Methinks it has not all been lost,
    The influence of that holy fane;
How often has its image crost,
    And checked when other checks were vain.
Rage and revenge, and worldly care,
    Have all been calmed and purified,
By memory of the childish prayer
    I whispered at my mother's side.
Again I see the sunbeams fall
    Upon the sculptured aisles’ array;
Again the marble saints recall
    The feelings of my earlier day.
Still be their holy presence given,
    Still be their faith alive in me,
For he hath need to hope in heaven,
    Whose home is on the stormy sea!



These lines refer to an anecdote told me by a young Naval Officer, respecting the capture of a piratical vessel, off the coast of Brazil, about eight years since. The crew consisted of a mixture of all nations, among whom there were two Irishmen and a Scotchman. They all fought with desperation, and several were killed in the action which took place between the boats of the English ship and the pirate. "I was made prize-master," said the gallant relater to me, "and amongst some papers which I found on board, was an unfinished letter in English, which made me lament the fate of the writer, who, no doubt, was one of the unfortunate trio of our fellow-subjects on board. The Scotchman made his escape; one of the Irishmen died of his wounds; the other was hanged at Rio, and, from his demeanour at the place of execution, I have always considered him to be the writer of the letter which I found."
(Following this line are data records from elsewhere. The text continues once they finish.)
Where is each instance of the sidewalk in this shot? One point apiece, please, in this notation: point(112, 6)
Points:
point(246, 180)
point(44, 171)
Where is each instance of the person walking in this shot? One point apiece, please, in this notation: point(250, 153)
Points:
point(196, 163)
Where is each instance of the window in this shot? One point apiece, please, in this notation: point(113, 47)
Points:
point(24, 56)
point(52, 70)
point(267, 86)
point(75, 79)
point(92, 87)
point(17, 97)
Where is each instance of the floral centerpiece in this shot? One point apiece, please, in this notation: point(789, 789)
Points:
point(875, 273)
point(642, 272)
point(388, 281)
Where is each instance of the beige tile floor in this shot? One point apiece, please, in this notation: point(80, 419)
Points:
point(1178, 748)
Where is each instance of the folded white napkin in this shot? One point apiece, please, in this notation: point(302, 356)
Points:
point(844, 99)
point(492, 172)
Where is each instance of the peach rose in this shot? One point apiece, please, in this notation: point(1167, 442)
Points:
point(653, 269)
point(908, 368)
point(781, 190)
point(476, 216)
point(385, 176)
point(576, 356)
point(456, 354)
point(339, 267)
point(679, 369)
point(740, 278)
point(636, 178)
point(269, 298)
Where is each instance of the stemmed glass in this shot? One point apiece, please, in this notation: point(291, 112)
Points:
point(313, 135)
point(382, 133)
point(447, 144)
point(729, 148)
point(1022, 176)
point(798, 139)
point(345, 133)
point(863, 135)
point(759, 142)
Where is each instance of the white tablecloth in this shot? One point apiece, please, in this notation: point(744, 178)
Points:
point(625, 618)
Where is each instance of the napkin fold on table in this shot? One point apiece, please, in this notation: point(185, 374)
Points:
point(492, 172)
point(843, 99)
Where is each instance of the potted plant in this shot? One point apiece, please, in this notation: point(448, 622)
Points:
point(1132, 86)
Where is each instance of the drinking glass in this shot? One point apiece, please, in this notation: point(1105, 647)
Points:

I was afterwards presented with the original letter. It appears to have been addressed to an early friend in the West Indies, and from it the following passage is extracted:

"Amid all the chances of warfare, and through the changes of desperate years, I have never forgotten that holy chapel where first I was taught to pray, and its memory has often come over me with a blessed and saving influence. Fortune has made me not only the sport of the elements, but the companion in arms of daring and unprincipled men. I have been so familiar with scenes of murder, as scarcely to shudder at them; to this my evil destiny has forced me, but, though compelled to be a sharer in them, my heart has never scoffed at its Maker, nor has my hand been raised but in self-defence; or, what was the same thing, in the duty I was obliged to perform—in which disobedience, or even hesitation, would have caused instant death."